The exhibition at the Schirn covers over half a century of Miró’s oeuvre, beginning with his emblematic painting The Farm / La Ferme (1921/22), continuing with his iconic dream paintings of the 1920s, his key work Painting (The Magic of Colour) / Peinture (La Magie de la couleur) from 1930, his works and frieze formats painted on unconventional grounds in the 1940s and 1950s and ending with the artist’s late works, such as the monumental triptych Blue I–– III / Bleu I––III (1961) and the extraordinary Painting I––III / Peinture I––III (July 27, 1973). The Schirn exhibition brings together around 50 works from important museums and public collections across the world, including the Solomon R. Guggenheim Museum, New York, the National Gallery of Art, Washington D.C., the Museo Reina Sofía, Madrid, and the Centre Pompidou, Paris, as well as important private collections, and aims to present a new approach to Miró’s art.
Curator Simonetta Fraquelli said of the artist: “Miró viewed both reality and its representation in art in material terms. For him, the wall was thus not merely an object to be depicted: its materiality also dictated the intensely physical, tactile quality of his images. In this way, the matter of reality corresponded to the matter of his paintings. This move away from a straightforward reproduction of reality to the equation of the picture plane with a wall informed his work from the outset.”
In the mid-1920s, Miró dripped and splashed paint onto blue grounding in order to create the impression of old, weather-worn walls. This process resulted in paintings reminiscent of graffiti, such as Painting Poem (Stars in the Sexes of Snails) / Peinture-Poème (Étoiles en des sexes d’escargot) (1925) or Spanish Flag / Drapeau espangnol (1925).

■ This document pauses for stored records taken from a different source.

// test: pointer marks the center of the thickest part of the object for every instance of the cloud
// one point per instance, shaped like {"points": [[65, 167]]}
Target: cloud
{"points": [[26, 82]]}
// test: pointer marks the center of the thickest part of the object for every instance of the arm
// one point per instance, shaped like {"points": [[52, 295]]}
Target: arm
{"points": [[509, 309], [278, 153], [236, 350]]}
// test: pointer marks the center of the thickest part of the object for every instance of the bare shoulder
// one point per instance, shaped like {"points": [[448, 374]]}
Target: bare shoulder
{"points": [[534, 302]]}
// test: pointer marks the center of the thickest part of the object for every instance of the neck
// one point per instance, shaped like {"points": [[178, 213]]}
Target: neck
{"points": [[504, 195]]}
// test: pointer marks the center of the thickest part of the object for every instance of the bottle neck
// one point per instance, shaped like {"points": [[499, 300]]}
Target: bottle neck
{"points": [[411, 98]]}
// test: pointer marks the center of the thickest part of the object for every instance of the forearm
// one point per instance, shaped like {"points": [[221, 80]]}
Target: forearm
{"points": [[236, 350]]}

Miró often worked in series, and certain formats recurred throughout his entire oeuvre. Along with blue painting grounds, brown ones form the second largest group of paintings. The exhibition includes the exceptional paintings Blue / Bleu (1925) and some of his widely acclaimed dream paintings, such as Painting (Figures: The Fratellini Brothers) / Peinture (Personnages: Les frères Fratellini) made in 1927. The bright blue colour used in these works is captivating and characterizes many of his canvases well into the 1960s, including the visually stunning tryptic Blue I––III / Bleu I-III (1961), over three meters in width, and the frieze-like Painting (For David Fernández Miró) / Peinture (Per a David Fernández Miró) (November 28, 1964). The colour blue in these and other works has often been read as alluding to the sky. Yet the artist himself associated blue with memories of the walls of farm houses in his native Catalonia, which had been splashed with blue vitriol wash.